Перистые башки туч – словно псов, словно свиней, словно преогромнейших жаб – с любопытством выглядывают из-за края обрыва.
Кийоко находит опору в мускулистых столпах яблони и каки. Все изменилось, и она уже не может показать деревьев, которые посадила с дедушкой. Посадила ли она хоть одно дерево сама? Это не ее ладони укладывали корешки-птенчики в гнездо земли.

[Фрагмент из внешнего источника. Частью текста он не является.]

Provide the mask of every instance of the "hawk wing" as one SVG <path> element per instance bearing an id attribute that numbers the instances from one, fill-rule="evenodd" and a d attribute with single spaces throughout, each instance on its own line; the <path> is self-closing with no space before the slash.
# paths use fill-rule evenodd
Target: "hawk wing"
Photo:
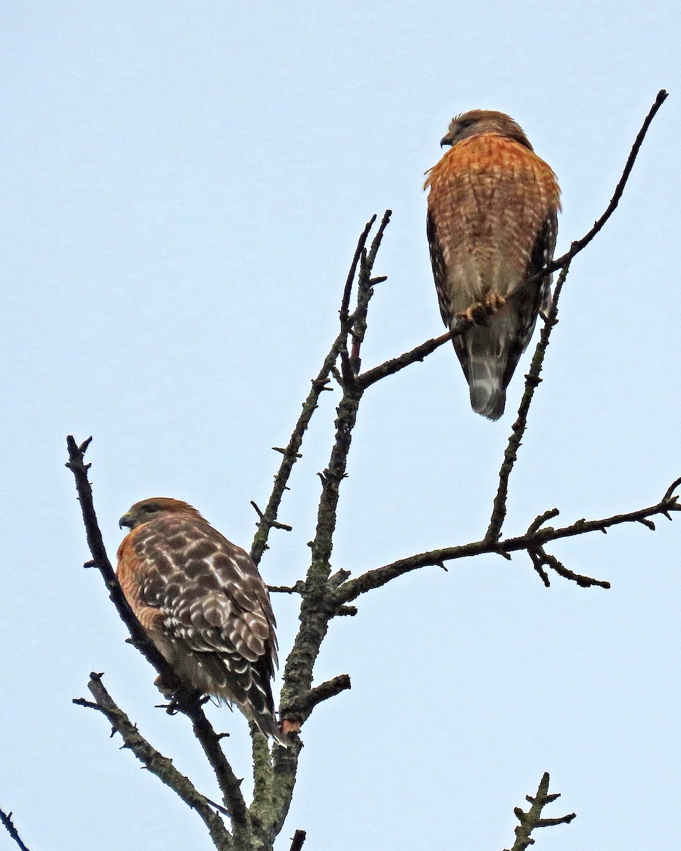
<path id="1" fill-rule="evenodd" d="M 259 725 L 266 717 L 267 732 L 275 733 L 276 622 L 255 564 L 205 521 L 165 517 L 140 532 L 140 596 L 162 613 L 175 639 L 171 663 L 186 678 L 186 647 L 202 669 L 189 673 L 197 688 L 235 700 Z"/>

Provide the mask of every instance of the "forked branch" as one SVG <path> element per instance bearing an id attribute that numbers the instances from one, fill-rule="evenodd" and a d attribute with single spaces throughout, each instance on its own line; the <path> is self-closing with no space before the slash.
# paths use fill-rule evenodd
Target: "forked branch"
<path id="1" fill-rule="evenodd" d="M 449 546 L 441 550 L 431 550 L 429 552 L 421 552 L 415 556 L 409 556 L 408 558 L 401 558 L 382 568 L 376 568 L 369 570 L 365 574 L 353 580 L 344 582 L 336 591 L 337 599 L 340 603 L 350 603 L 357 599 L 360 594 L 365 594 L 374 588 L 380 588 L 392 580 L 419 568 L 438 566 L 442 567 L 445 562 L 454 561 L 458 558 L 468 558 L 472 556 L 479 556 L 483 553 L 495 553 L 497 555 L 510 557 L 512 552 L 525 551 L 528 553 L 534 551 L 543 551 L 543 547 L 553 540 L 560 540 L 563 538 L 573 538 L 576 535 L 586 534 L 589 532 L 607 532 L 613 526 L 619 526 L 622 523 L 643 523 L 648 528 L 654 528 L 650 517 L 662 516 L 668 520 L 672 519 L 674 511 L 681 511 L 678 504 L 678 496 L 675 495 L 676 489 L 681 485 L 681 478 L 672 482 L 667 489 L 665 495 L 654 505 L 646 508 L 639 508 L 626 514 L 615 514 L 610 517 L 604 517 L 601 520 L 577 520 L 569 526 L 564 526 L 560 528 L 553 528 L 551 526 L 543 526 L 542 523 L 550 517 L 558 515 L 557 509 L 545 511 L 540 515 L 536 520 L 530 523 L 528 531 L 524 535 L 518 535 L 512 538 L 502 539 L 499 541 L 490 541 L 483 539 L 482 540 L 472 541 L 470 544 L 463 544 L 459 546 Z M 544 553 L 546 556 L 546 553 Z M 586 587 L 596 585 L 601 587 L 609 587 L 609 584 L 600 580 L 592 580 L 589 577 L 581 576 L 567 570 L 563 565 L 554 560 L 554 563 L 548 566 L 556 570 L 565 579 L 572 580 L 578 585 Z M 561 570 L 562 568 L 562 570 Z M 542 580 L 544 577 L 542 577 Z"/>
<path id="2" fill-rule="evenodd" d="M 525 796 L 525 800 L 531 804 L 527 813 L 524 813 L 520 807 L 516 807 L 513 812 L 520 824 L 515 829 L 516 841 L 511 851 L 524 851 L 529 846 L 534 844 L 535 840 L 530 837 L 532 831 L 537 827 L 553 827 L 556 825 L 569 825 L 573 819 L 576 818 L 575 813 L 569 813 L 568 815 L 562 815 L 558 819 L 542 819 L 541 811 L 547 804 L 552 803 L 560 797 L 559 792 L 548 794 L 549 784 L 548 772 L 544 773 L 541 781 L 539 784 L 537 793 L 534 797 L 529 795 Z"/>
<path id="3" fill-rule="evenodd" d="M 219 851 L 233 851 L 234 842 L 215 808 L 221 808 L 197 791 L 188 777 L 185 777 L 173 765 L 172 760 L 156 750 L 142 736 L 125 712 L 120 709 L 101 682 L 101 674 L 91 673 L 88 688 L 94 698 L 94 702 L 76 698 L 73 703 L 101 712 L 109 721 L 114 732 L 119 733 L 123 746 L 128 748 L 143 763 L 146 768 L 164 783 L 185 803 L 196 810 L 209 829 L 213 843 Z M 224 812 L 224 811 L 223 811 Z"/>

Посреди рощи на Горе Пьяной Луны находится древняя часовенка с кусочком пуповины любимого дитя Идзанаги и обломком клинка меча Идзанаги. Гайкокудзины позируют перед нею, делая фотографии. Пластиковая табличка сообщает, что часовенка была перенесена с Хонсю в семнадцатом веке, вероятнее всего, членами клана Какидзаки, которому было поручено перенять власть над островом от черноротых туземцев и их богов-в-медведях.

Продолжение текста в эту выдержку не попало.